Descubren un antiguo mecanismo de polinización mediante calor
La polinización pudo comenzar mucho antes de la aparición de las flores coloridas y los aromas que hoy caracterizan a muchas plantas. Un estudio encabezado por investigadores de la Universidad de Harvard reveló que algunas plantas ancestrales utilizan calor e infrarrojos para atraer a los insectos que transportan su polen.
La investigación, publicada en la revista Science, identificó que las cícadas —consideradas fósiles vivientes por su antigüedad— calientan sus órganos reproductivos para atraer escarabajos polinizadores, los cuales desarrollaron sensores infrarrojos especializados capaces de detectar esos cambios de temperatura.
La autora principal del estudio, Wendy Valencia-Montoya, investigadora de la Harvard Society of Fellows, explicó que el hallazgo añade una nueva forma de comunicación entre plantas e insectos.

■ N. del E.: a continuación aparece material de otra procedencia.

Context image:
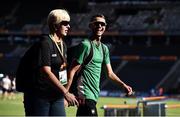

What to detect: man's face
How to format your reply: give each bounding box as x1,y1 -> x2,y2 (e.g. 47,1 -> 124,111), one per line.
90,17 -> 106,37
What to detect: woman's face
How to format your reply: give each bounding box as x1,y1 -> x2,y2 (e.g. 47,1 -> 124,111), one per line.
57,20 -> 70,37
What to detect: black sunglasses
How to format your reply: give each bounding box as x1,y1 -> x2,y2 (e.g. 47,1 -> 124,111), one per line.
60,21 -> 70,26
93,22 -> 106,26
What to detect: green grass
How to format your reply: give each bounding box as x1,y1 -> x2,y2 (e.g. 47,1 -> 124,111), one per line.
0,93 -> 180,116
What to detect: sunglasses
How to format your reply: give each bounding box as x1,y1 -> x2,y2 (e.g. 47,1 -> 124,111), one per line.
60,21 -> 70,26
93,22 -> 106,26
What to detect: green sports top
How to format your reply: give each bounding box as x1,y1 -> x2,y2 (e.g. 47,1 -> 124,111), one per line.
76,39 -> 110,101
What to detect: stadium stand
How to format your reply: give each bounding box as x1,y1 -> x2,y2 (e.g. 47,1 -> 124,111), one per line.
0,0 -> 180,93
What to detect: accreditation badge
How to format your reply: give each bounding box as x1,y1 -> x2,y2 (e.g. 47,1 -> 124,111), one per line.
59,70 -> 67,85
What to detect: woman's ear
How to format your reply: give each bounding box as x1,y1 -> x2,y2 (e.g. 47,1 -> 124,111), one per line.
53,24 -> 58,31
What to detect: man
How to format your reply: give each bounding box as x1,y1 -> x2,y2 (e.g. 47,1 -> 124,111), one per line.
67,15 -> 132,116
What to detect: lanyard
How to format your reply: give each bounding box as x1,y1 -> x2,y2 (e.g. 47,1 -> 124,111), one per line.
49,35 -> 67,69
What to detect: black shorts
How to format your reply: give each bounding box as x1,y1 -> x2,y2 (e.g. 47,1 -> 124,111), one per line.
76,99 -> 98,116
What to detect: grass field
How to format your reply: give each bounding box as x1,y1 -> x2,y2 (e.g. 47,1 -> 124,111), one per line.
0,94 -> 180,116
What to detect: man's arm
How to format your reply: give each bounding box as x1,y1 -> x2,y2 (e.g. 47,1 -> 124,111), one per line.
65,60 -> 81,90
106,64 -> 133,95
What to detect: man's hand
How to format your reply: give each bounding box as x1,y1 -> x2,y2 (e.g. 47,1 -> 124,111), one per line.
124,84 -> 133,96
64,92 -> 79,106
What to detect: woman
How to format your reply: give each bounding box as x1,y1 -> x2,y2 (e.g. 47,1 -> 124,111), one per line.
24,9 -> 78,116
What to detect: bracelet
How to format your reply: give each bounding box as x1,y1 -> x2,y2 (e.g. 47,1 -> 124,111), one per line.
64,91 -> 69,96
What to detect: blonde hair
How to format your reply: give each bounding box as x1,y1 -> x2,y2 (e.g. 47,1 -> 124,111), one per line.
47,9 -> 70,33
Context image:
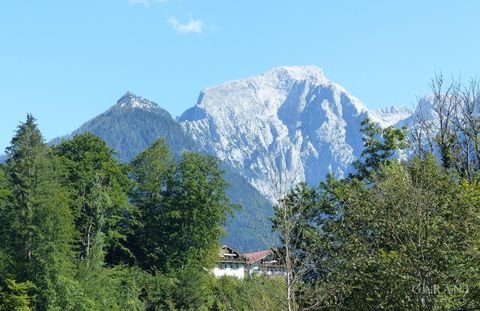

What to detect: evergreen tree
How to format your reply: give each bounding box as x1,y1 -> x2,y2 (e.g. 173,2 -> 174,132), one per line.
55,133 -> 135,269
351,118 -> 408,179
2,115 -> 73,310
129,139 -> 175,271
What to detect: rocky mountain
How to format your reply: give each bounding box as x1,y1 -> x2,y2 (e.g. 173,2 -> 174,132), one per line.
50,92 -> 272,251
368,106 -> 414,127
179,66 -> 404,198
39,66 -> 412,250
52,92 -> 201,161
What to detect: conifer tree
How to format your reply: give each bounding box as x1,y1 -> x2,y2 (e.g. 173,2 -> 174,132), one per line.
6,115 -> 73,310
55,133 -> 134,269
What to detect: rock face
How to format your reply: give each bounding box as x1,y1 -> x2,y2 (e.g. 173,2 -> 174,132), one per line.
368,106 -> 414,127
179,66 -> 378,198
58,92 -> 199,161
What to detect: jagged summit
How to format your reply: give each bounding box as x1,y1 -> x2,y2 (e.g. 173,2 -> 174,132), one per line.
368,106 -> 414,127
179,66 -> 367,197
262,65 -> 327,82
116,91 -> 160,110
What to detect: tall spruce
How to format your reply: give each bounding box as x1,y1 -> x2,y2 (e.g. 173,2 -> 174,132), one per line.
130,139 -> 175,270
6,115 -> 73,310
55,133 -> 135,269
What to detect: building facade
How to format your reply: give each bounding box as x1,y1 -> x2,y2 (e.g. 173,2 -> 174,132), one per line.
213,245 -> 285,279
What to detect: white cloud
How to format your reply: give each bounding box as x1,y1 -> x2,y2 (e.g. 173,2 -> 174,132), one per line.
128,0 -> 168,8
167,17 -> 205,33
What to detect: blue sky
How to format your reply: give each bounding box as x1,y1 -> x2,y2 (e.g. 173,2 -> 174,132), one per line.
0,0 -> 480,150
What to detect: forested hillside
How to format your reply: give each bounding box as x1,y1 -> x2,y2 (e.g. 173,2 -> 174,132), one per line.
0,115 -> 283,310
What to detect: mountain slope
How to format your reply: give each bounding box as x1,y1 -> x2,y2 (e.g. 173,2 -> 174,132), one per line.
368,106 -> 414,127
53,92 -> 200,162
51,93 -> 272,251
179,66 -> 368,198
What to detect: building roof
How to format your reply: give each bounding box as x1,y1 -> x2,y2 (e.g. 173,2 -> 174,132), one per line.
243,249 -> 272,264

«Sabíamos que existían las señales mediante colores y aromas, pero ahora descubrimos que el infrarrojo también funciona como una señal de polinización», señaló la científica.
El equipo estudió la especie Zamia furfuracea, originaria de México y conocida como palma de cartón. Sus conos masculinos elevan su temperatura para atraer al escarabajo Rhopalotria furfuracea, que se alimenta del polen.
Horas después, los conos femeninos comienzan a calentarse, lo que provoca que los insectos se desplacen hacia ellos y transporten el polen necesario para fecundar las semillas.
Los investigadores registraron que los conos pueden alcanzar temperaturas de hasta 25 grados Celsius por encima del ambiente, gracias a una intensa actividad metabólica en sus tejidos reproductivos.
La investigación fue supervisada por Nicholas Bellono, profesor de Biología Molecular y Celular de Harvard, y por Naomi Pierce, profesora de Biología Organísmica y Evolutiva, quienes participaron en el análisis de 17 especies de cícadas.
Mediante imágenes térmicas, microscopía electrónica, análisis genéticos y experimentos de campo, comprobaron que las plantas producen calor siguiendo un ritmo circadiano perfectamente sincronizado con la actividad de los escarabajos.
Además, el equipo descubrió que las antenas de estos insectos contienen órganos especializados capaces de detectar temperaturas específicas gracias a la proteína TRPA1, utilizada también por serpientes y mosquitos para percibir el calor.
Las cícadas aparecieron hace aproximadamente 275 millones de años, mucho antes que las plantas con flores modernas. Según los autores, esto convierte al calor en una de las señales de polinización más antiguas conocidas por la ciencia.
Para Valencia-Montoya, el descubrimiento también demuestra que muchos mecanismos de comunicación entre organismos permanecieron ocultos porque los seres humanos no podemos percibirlos directamente.
Los investigadores consideran que estos resultados ayudan a comprender mejor la evolución de las plantas y los polinizadores, además de abrir nuevas líneas de investigación sobre cómo distintas especies utilizan señales invisibles para asegurar su reproducción.